Fun House, a collaborative work, was one of the greatest critical successes of the 1956 Whitechapel exhibition, "This is Tomorrow." It is also one of the earliest examples of Pop installation art. The architect John Voelcker created a structure which Hamilton then covered with oversized images from advertising and other popular culture sources. The huge sci-fi robot, with its flashing eyes and grinning switchboard mouth, was taken from a film set. Superimposed on it is the iconic shot of Hollywood film star Marilyn Monroe in a billowing white dress. A large three-dimensional model of a Guinness bottle accompanies these 2-dimensional images. Pop music played loudly from speakers, and a recording of a robotic voice, accompanied the installation, producing an environment of sensory overload, unlike what most of the gallery-going public in England had seen.
Like Hamilton's Just what is it that makes today's homes..., also included in the exhibition, Fun House is an absurd, hedonistic hodgepodge of pop culture sources. Here, however, in place of a domestic cornucopia, an anarchic and potentially sinister mood prevails.

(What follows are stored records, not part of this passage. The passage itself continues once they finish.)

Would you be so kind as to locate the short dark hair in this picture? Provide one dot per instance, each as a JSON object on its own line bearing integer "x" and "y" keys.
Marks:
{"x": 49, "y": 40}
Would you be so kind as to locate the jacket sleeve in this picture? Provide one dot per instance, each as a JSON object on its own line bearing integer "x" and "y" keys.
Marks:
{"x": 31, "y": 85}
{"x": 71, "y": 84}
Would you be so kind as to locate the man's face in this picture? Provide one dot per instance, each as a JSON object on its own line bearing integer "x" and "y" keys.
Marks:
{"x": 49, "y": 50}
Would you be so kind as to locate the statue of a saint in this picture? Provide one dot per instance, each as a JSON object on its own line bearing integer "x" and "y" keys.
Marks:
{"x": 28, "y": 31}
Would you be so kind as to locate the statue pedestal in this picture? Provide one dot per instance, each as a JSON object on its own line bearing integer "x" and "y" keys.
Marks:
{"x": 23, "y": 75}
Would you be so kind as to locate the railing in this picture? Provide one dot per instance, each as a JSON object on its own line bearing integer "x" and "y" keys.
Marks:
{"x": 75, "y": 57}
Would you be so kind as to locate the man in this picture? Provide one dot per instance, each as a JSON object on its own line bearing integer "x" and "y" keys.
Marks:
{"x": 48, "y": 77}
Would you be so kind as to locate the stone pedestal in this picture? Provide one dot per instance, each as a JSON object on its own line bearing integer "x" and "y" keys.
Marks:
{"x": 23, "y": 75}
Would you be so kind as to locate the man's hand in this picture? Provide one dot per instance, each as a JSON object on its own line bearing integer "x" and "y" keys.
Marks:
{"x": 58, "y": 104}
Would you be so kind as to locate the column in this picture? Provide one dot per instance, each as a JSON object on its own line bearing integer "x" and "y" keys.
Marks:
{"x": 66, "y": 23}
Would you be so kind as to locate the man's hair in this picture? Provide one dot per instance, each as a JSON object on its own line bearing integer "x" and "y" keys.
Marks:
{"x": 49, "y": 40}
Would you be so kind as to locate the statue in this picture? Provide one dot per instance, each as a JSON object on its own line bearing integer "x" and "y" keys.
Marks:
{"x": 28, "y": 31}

Whatever the robot's intentions are for the unconscious woman, they cannot be good. The only quotation from "high art" is a blaring image of sunflowers by Van Gogh, the notoriously mentally unstable genius known for cutting off his own ear.
Though Hamilton was a multi-media artist, the elegant lines of this composition remind us that his way into art was through drawing. His command as a draughtsman underlies the complexity of much of his work, including this one, which at first glance appears to be totally abstract. On closer inspection (yet very hard to see), one can make out the form of a woman with large breasts wearing red lipstick and a fashionable bra leaning over the bonnet of a car. The woman and the car are inseparable, woven together in a single form. This is one of a series of works that examine the visual language of the auto industry, in which the bodies of women and cars are frequently compared. Hamilton highlights the fetishization and conflation of these "objects" in the post-War economy. In its abstraction and in the subject itself, it recalls de Kooning's series of women inspired by cigarette advertisements, which shocked audiences of the early 1950s. The ghost-like lines of the female body in contrast with the definitive graphic presence of the mouth anticipates the work of Tom Wesselman. Whether or not such works condemn or celebrate fetishization is beside the point. Hamilton was picking up on a theme that persists today in auto shows and car advertisements, where scantily-dressed temptresses invite us to try the latest sports car.